Tudo
depende da dosagem, já dizia o Deleuze.
Ora,
a mim só me interessam as doses mais fortes. Acontece-me sempre assim e já
aceitei esta minha triste condição. Na literatura, no amor, na embriaguez – tudo
ou nada. Só me agradam bebidas fortes, whisky e aguardentes, homens corajosos e
poéticos (naturalmente que estou solteira há muitos anos), paixões-abismo e
livros que são como adagas fundas, labaredas cortantes ou sismos vulcânicos. Em
suma, tenho um pobre coração que se alimenta apenas de machadadas. Que os
deuses tenham piedade de mim.
Mas,
oh, quão feliz eu sou, quando encontro a dose certa! Nessas ocasiões, cada vez
mais raras (once you get locked into a
serious drug collection, the tendency is to push it as far as you can), toda
a minha insatisfação profunda desaparece e o meu corpo ascende aos céus, numa
alegria rodopiante e desumana. Então, tenho a certeza, sou mais luminosa que os
demais e raros são os que me alcançam no meu contentamento tão puro. Está
escrito por todo o grande texto da cultura – só os que pernoitam nas
profundezas subterrâneas do inferno podem conhecer o êxtase mais elevado –, e
assim parece ser.
O
meu último êxtase deu-se com um livrinho quase esquecido, Confusão de Sentimentos, de Stefan Zweig. Oito histórias curtas que
me ofertaram oito noites plenas de solidão aconchegada. Porque, apesar da
retórica hegemónica, a solidão é um capital poderoso e faz muita falta. Quanto
ao conteúdo do livro, não me pretendo alongar muito pois, como dizia o Camões, melhor
é experimentá-lo que julgá-lo. Direi apenas que todas as histórias são
sublimes, que todas falam de uma determinada confusão de sentimentos, do
mistério singular que compõe as emoções, e que o Zweig, contemporâneo de Freud,
é um dos melhores dissecadores da alma humana que tive o prazer de ler.
Todos
os contos são excelentes, nenhum se distingue como menor, mas houve um em
particular que me comoveu noite adentro. Chama-se Coração Destroçado e descreve de forma magistral, passo a passo,
como um coração se parte e se aparta da comunidade humana, para se tornar
apenas um órgão fisiológico.
Aos poucos,
recuando passo a passo, a dor foi-o abandonando: a mão infernal deixara de lhe
revolver o corpo martirizado como uma garra em brasa.
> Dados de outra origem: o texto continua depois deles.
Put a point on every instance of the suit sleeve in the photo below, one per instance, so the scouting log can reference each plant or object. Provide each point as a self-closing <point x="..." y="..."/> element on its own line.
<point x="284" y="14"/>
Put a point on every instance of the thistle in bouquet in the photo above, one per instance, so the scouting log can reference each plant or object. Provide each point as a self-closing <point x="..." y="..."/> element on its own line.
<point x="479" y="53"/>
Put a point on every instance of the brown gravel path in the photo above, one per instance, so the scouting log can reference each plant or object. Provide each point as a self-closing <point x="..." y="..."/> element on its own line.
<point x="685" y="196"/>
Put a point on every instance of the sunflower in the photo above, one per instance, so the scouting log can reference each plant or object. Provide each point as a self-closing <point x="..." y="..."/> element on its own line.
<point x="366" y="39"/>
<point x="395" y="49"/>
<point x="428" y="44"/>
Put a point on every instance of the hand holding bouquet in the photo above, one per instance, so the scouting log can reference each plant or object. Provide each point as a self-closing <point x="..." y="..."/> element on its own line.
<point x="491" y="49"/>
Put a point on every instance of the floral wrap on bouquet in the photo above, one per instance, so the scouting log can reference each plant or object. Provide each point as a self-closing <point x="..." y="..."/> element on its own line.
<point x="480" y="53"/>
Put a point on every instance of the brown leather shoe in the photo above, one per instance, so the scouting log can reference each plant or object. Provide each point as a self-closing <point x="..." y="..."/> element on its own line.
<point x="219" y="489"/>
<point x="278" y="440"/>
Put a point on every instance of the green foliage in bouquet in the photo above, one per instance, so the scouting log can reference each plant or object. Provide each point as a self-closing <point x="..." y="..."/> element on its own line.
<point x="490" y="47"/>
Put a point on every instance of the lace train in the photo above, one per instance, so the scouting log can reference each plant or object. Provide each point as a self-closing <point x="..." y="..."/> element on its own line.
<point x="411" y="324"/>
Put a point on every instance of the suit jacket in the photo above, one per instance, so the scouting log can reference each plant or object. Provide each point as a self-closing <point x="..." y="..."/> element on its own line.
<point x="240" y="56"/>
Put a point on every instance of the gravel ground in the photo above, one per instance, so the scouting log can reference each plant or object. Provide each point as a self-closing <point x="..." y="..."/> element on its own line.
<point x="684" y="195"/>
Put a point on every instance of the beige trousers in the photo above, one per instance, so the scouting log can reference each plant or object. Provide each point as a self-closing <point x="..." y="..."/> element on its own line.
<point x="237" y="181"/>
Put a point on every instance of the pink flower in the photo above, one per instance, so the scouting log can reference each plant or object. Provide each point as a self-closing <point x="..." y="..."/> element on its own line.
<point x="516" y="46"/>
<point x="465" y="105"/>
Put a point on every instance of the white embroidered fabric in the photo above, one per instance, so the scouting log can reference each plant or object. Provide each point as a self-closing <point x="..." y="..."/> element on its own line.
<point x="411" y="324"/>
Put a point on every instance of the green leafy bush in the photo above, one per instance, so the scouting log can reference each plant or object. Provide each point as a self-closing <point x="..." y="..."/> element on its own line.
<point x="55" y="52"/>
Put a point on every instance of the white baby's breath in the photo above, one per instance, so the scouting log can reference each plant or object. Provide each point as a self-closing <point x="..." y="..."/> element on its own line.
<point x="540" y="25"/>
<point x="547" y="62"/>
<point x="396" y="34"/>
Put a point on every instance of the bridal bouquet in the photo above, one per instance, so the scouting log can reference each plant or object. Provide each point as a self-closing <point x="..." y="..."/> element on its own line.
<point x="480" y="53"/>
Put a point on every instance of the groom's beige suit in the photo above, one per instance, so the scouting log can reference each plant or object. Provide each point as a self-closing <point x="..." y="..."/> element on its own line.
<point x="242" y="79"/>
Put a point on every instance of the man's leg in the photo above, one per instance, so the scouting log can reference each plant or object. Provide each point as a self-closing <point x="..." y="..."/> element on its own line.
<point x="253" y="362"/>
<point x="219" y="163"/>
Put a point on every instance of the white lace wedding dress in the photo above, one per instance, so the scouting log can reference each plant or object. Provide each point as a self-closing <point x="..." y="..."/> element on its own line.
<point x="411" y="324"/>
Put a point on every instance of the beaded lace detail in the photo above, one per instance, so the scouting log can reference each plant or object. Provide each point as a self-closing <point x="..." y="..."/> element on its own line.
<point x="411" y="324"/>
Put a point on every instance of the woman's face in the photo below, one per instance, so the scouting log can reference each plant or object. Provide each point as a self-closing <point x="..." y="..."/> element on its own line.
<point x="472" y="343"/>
Mas mantinha-se um
não-sei-quê surdo, que não podia chamar-se propriamente dor, algo indefinido,
estranho, que lhe pesava e parecia escavar uma galeria dentro de si. O velho
jazia, de olhos fechados, toda a sua atenção concentrada naquilo que assim
suavemente o moía e consumia: parecia-lhe que aquela força estranha e
desconhecida cavava qualquer coisa dentro de si, primeiro com um instrumento
aguçado e, agora, com outro menos pontiagudo; tinha a impressão que algo se
desagregava e desligava, fibra a fibra, no interior do corpo fechado. Já não o
dilacerava com a mesma selvajaria. Já não lhe causava dor. No entanto, sentia
qualquer coisa a arder, a corromper-se silenciosamente dentro de si; qualquer
coisa começava a extinguir-se. Tudo o que vivera, tudo o que amara se apagava
na lenta combustão daquela chama, esvaindo-se em fumo negro antes de cair,
exausto e carbonizado, nas cinzas mornas da indiferença. Alguma coisa se estava
a passar, sentia-o surdamente, alguma coisa se estava a passar enquanto
permanecia assim deitado e passava em revista, ansioso, a sua existência. Qualquer
coisa estava a chegar ao fim. O quê? Espreitava e voltava a espreitar para
dentro de si próprio.
E, pouco a
pouco, começou a destruição do seu coração.
E
agora, regresso à vidinha, com as mãos vazias e a alma rota. Até à próxima
dose.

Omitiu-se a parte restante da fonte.